Free interactive tool
Set a dose budget and a measured field rate, and work out how long you can stay before reaching it — or, for a planned stay, the dose you'd take. Choose a steady source or a decaying fresh-fallout field. This is the operational counterpart to the dose calculator's acute-exposure table. Everything runs here on the page — no sign-up, nothing stored.
Your budget is your dose limit minus any dose you've already taken. In a steady field, stay time is simply budget ÷ rate. In fresh fallout the rate falls following the 7-10 rule, so you can often stay longer — and a high budget may never be reached, because the field decays away first.
Your dose budget
How long you can stay
Using up your budget
| Budget used | Dose | Time to reach |
|---|---|---|
| 25% | 62.5 mSv | 12.5 hr |
| 50% | 125 mSv | 25 hr |
| 75% | 187.5 mSv | 37.5 hr |
| 100% | 250 mSv | 50 hr |
The dose limits here are approximate operational reference levels from occupational and emergency-worker guidance (ICRP / IAEA / EPA). The exact figures vary by country and situation and are not hard rules — real decisions are made by qualified responders with proper instruments.
For safety, treat a field as steady unless you genuinely know the time since the blast and that fallout is the only source — the steady stay time is always the shorter, more conservative answer. Shielding and distance cut the rate (and so extend your time), and a budget is a planning aid, not a guarantee of safety.

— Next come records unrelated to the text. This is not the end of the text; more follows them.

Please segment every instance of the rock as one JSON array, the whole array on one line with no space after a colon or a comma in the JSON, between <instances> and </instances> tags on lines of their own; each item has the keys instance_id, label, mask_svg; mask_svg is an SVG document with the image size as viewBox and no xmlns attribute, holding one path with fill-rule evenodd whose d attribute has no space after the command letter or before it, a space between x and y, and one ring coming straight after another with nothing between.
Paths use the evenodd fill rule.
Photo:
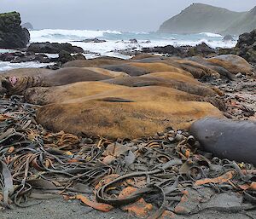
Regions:
<instances>
[{"instance_id":1,"label":"rock","mask_svg":"<svg viewBox=\"0 0 256 219\"><path fill-rule=\"evenodd\" d=\"M240 35L234 51L247 61L256 63L256 29Z\"/></svg>"},{"instance_id":2,"label":"rock","mask_svg":"<svg viewBox=\"0 0 256 219\"><path fill-rule=\"evenodd\" d=\"M73 55L73 60L86 60L86 57L81 53L75 54Z\"/></svg>"},{"instance_id":3,"label":"rock","mask_svg":"<svg viewBox=\"0 0 256 219\"><path fill-rule=\"evenodd\" d=\"M236 74L236 78L241 78L242 77L243 77L243 75L241 72Z\"/></svg>"},{"instance_id":4,"label":"rock","mask_svg":"<svg viewBox=\"0 0 256 219\"><path fill-rule=\"evenodd\" d=\"M10 61L11 63L20 63L26 61L39 61L41 63L49 63L51 61L51 59L49 59L44 54L36 55L32 52L15 52L0 54L0 61Z\"/></svg>"},{"instance_id":5,"label":"rock","mask_svg":"<svg viewBox=\"0 0 256 219\"><path fill-rule=\"evenodd\" d=\"M89 38L89 39L84 39L82 41L75 41L75 42L83 42L83 43L105 43L107 42L107 40L104 39L98 39L98 38Z\"/></svg>"},{"instance_id":6,"label":"rock","mask_svg":"<svg viewBox=\"0 0 256 219\"><path fill-rule=\"evenodd\" d=\"M158 53L167 54L169 55L179 56L179 57L190 57L195 55L207 56L216 55L216 49L209 47L205 43L198 44L195 47L192 46L181 46L174 47L172 45L158 46L154 48L143 48L142 49L143 53Z\"/></svg>"},{"instance_id":7,"label":"rock","mask_svg":"<svg viewBox=\"0 0 256 219\"><path fill-rule=\"evenodd\" d=\"M216 50L209 47L207 43L202 43L195 47L189 49L187 56L202 55L207 56L208 55L216 54Z\"/></svg>"},{"instance_id":8,"label":"rock","mask_svg":"<svg viewBox=\"0 0 256 219\"><path fill-rule=\"evenodd\" d=\"M27 48L28 52L34 53L49 53L59 54L65 50L68 53L83 53L84 49L78 46L73 46L70 43L32 43Z\"/></svg>"},{"instance_id":9,"label":"rock","mask_svg":"<svg viewBox=\"0 0 256 219\"><path fill-rule=\"evenodd\" d=\"M22 24L21 27L22 28L26 28L27 30L33 30L34 29L34 27L32 26L32 25L31 23L29 23L29 22Z\"/></svg>"},{"instance_id":10,"label":"rock","mask_svg":"<svg viewBox=\"0 0 256 219\"><path fill-rule=\"evenodd\" d=\"M23 77L23 76L31 76L31 77L38 77L42 75L47 75L50 73L51 71L44 68L18 68L13 69L9 71L6 71L1 72L0 80L3 80L5 78L11 77ZM7 90L4 87L2 86L2 83L0 83L0 94L3 95L7 93Z\"/></svg>"},{"instance_id":11,"label":"rock","mask_svg":"<svg viewBox=\"0 0 256 219\"><path fill-rule=\"evenodd\" d=\"M232 35L225 35L223 38L223 41L235 41L235 39L233 38Z\"/></svg>"},{"instance_id":12,"label":"rock","mask_svg":"<svg viewBox=\"0 0 256 219\"><path fill-rule=\"evenodd\" d=\"M256 164L256 123L207 118L195 122L191 134L214 156Z\"/></svg>"},{"instance_id":13,"label":"rock","mask_svg":"<svg viewBox=\"0 0 256 219\"><path fill-rule=\"evenodd\" d=\"M167 45L167 46L156 46L154 48L143 48L142 49L142 52L178 55L179 54L182 53L182 50L179 48L175 48L172 45Z\"/></svg>"},{"instance_id":14,"label":"rock","mask_svg":"<svg viewBox=\"0 0 256 219\"><path fill-rule=\"evenodd\" d=\"M27 29L20 26L20 16L17 12L0 14L0 48L26 48L30 40Z\"/></svg>"},{"instance_id":15,"label":"rock","mask_svg":"<svg viewBox=\"0 0 256 219\"><path fill-rule=\"evenodd\" d=\"M131 43L138 43L137 40L135 39L135 38L134 39L130 39L129 41L130 41Z\"/></svg>"},{"instance_id":16,"label":"rock","mask_svg":"<svg viewBox=\"0 0 256 219\"><path fill-rule=\"evenodd\" d=\"M112 58L96 58L92 60L77 60L67 62L63 67L101 67L108 65L123 64L126 62L124 60Z\"/></svg>"},{"instance_id":17,"label":"rock","mask_svg":"<svg viewBox=\"0 0 256 219\"><path fill-rule=\"evenodd\" d=\"M61 50L59 53L59 58L58 61L61 62L61 64L64 64L67 61L73 61L73 57L71 55L71 54L66 50Z\"/></svg>"},{"instance_id":18,"label":"rock","mask_svg":"<svg viewBox=\"0 0 256 219\"><path fill-rule=\"evenodd\" d=\"M206 115L222 117L209 103L183 101L195 98L190 95L154 86L124 88L109 91L109 95L102 93L44 106L37 120L54 131L134 139L152 136L168 127L185 129Z\"/></svg>"}]
</instances>

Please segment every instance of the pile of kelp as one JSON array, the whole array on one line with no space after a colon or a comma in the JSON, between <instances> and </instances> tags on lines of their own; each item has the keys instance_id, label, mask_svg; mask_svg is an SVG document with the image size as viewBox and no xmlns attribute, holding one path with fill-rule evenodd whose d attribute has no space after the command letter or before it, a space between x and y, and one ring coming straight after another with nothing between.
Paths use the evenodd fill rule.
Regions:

To convert a dose rate between units, or see acute-exposure (ARS) timeframes, use the dose & exposure converter.
Fresh fallout is a mix of hundreds of fission products whose combined dose rate falls along the empirical 7-10 rule: R(t) = R₁ · t−1.2, where t is hours after the detonation and R₁ is the rate at one hour. Enter the rate your instrument reads now and how many hours it's been since the blast; the tool back-calculates R₁ and integrates the dose over your stay.
Because the rate keeps falling, the dose you accumulate converges: starting at t hours, the most you could ever take — even staying forever — is about 5 × (current rate) × t. That's why a large budget can read as "no limit" here. It's the same convergence behind the dose calculator's fallout figures; this tool just turns it into an operational stay time. For a single known isotope (clean exponential decay, not the 7-10 mixture), use the isotope half-life decay calculator.